Kates Eltern engagieren sich auf sozialem Gebiet. Die Weltwirtschaftskrise geht auch an Südafrika nicht spurlos vorüber. Sie bedeutet Auseinandersetzung mit der Gewerkschaft.

Der Schriftstil des Buches ist dem Genre angemessen, hat aber einige Besonderheiten. So ist das Lesen der Dialoge, in denen der Höhergestellte in dritter Person angesprochen wird, gewöhnungsbedürftig, dürfte aber dem Zeitgeist entsprochen haben. Sehr detailliert werden die Verhältnisse im Armenviertel, auf den Diamantfeldern und unter der armen Dorfbevölkerung beschrieben. Kate findet sich plötzlich in Verhältnissen wider, von deren konkreter Existenz sie keine Ahnung hatte. Nach dem ersten Schock beißt sie sich durch. Dabei wird sie auch mit der Vergangenheit ihrer Eltern konfrontiert, die bisher nie ein Thema war. Zu den sprachlichen Höhepunkten gehören die Dialoge zwischen Kate und Bernard. Sie ermöglichen Einblicke in die unterschiedlichen Lebensverhältnisse, zeigen, wie die gegenseitige Achtung wächst, und zwischen beiden sich langsam eine zarte Beziehung entwickelt. Mit passende Metaphern wird die Landschaft beschrieben. Viel Wert legt die Autorin auf die Wiedergabe von Emotionen. Kates Sehnsucht, Duncans Enttäuschung, die Gelassenheit von Kates Vater und die liebevolle Zuwendung ihrer Großmutter sind nur einige Beispiele dafür. Einzig den Sinn von Kates Arbeit habe ich so ganz begriffen, weil mir die Konsequenzen fehlten.
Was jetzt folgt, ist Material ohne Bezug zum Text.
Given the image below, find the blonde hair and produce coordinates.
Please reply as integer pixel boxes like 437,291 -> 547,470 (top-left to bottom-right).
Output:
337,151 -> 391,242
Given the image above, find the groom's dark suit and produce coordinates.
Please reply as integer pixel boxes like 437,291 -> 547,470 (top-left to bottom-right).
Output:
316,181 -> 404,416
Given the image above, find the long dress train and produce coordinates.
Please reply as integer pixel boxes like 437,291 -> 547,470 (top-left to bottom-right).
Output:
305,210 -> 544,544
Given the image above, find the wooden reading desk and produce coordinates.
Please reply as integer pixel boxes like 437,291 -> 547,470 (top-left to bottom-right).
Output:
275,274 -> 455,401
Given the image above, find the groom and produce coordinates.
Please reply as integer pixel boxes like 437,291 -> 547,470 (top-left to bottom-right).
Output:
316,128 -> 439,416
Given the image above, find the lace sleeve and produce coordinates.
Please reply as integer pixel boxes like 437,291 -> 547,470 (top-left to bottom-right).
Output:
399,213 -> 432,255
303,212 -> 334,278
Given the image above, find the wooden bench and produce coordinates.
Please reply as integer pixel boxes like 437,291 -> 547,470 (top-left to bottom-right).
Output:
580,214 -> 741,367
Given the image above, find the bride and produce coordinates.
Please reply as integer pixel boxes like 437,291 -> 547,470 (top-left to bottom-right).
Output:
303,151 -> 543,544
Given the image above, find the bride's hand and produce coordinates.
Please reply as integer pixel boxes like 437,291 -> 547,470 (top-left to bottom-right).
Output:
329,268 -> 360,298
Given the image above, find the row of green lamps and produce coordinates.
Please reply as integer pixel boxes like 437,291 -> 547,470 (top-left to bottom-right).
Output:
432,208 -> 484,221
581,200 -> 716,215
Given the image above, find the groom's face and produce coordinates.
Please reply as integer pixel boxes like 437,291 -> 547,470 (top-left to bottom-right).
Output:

Erst im Laufe der Handlung wird deutlich, dass es auch um Schuld und Vergebung geht. Fragen des Glaubens werden nur sehr vorsichtig angesprochen, spielen aber unterschwellig häufiger eine Rolle.

Das dunkle Cover mit dem nachdenklichen Frauenkopf passt.

Das Buch hat mir sehr gut gefallen. Es zeigt, dass Liebe auch Grenzen überwinden kann, wenn beide Seiten das Ihre dafür tun.